Less is More: Towards Lightweight Cost Estimator for Database Systems

Weiping Yu,Siqiang Luo
2023-03-22
Abstract:We present FasCo, a simple yet effective learning-based estimator for the cost of executing a database query plan. FasCo uses significantly shorter training time and a lower inference cost than the state-of-the-art approaches, while achieving higher estimation accuracy. The effectiveness of FasCo comes from embedding abundant explicit execution-plan-based features and incorporating a novel technique called cardinality calibration. Extensive experimental results show that FasCo achieves orders of magnitude higher efficiency than the state-of-the-art methods: on the JOB-M benchmark dataset, it cuts off training plans by 98\%, reducing training time from more than two days to about eight minutes while entailing better accuracy. Furthermore, in dynamic environments, FasCo can maintain satisfactory accuracy even without retraining, narrowing the gap between learning-based estimators and real systems.
Databases
What problem does this paper attempt to address?

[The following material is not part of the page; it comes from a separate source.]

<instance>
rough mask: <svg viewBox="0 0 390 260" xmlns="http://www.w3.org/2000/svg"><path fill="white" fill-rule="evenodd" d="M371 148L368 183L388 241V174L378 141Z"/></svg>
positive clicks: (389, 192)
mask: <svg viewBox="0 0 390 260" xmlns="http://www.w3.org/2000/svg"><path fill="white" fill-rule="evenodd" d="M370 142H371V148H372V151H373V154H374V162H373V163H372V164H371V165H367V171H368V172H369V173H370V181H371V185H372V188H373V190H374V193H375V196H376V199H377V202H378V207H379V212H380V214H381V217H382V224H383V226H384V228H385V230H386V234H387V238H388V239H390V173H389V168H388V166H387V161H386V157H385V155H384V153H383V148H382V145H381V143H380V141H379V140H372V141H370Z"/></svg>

The paper attempts to address the issue in database systems where existing machine learning (ML) cost estimation models, while improving estimation accuracy, often come with high training and inference costs. Specifically, these models require significant training time and computational resources when handling large-scale datasets, which limits their application in dynamic environments, especially in real-world database systems where data is frequently updated. Additionally, many existing cost estimation models rely on complex cardinality estimation processes, further increasing the cost. To address these issues, the paper proposes a lightweight cost estimation model called **FasCo**. The design goal of FasCo is to achieve efficient and accurate cost estimation by reducing model size, lowering training overhead, and speeding up inference, while maintaining or improving estimation accuracy. The main contributions of FasCo include: 1. **Lightweight Model Design**: FasCo adopts a simple multi-layer perceptron (MLP) network structure, simplifying the execution plan tree structure by merging single nodes and their child nodes, thereby significantly reducing training and inference costs. 2. **Explicit Feature Selection**: FasCo integrates rich explicit features such as operators, subqueries, cardinality, etc., which help improve the model's accuracy. 3. **Cardinality Calibration Technique**: FasCo introduces a sampling-based cardinality calibration method to enhance the accuracy of cardinality estimation, thereby further improving the precision of cost estimation. Through these innovations, experimental results on multiple benchmark datasets show that FasCo not only far exceeds existing methods in training and inference efficiency but also performs excellently in terms of accuracy, especially in dynamic database environments.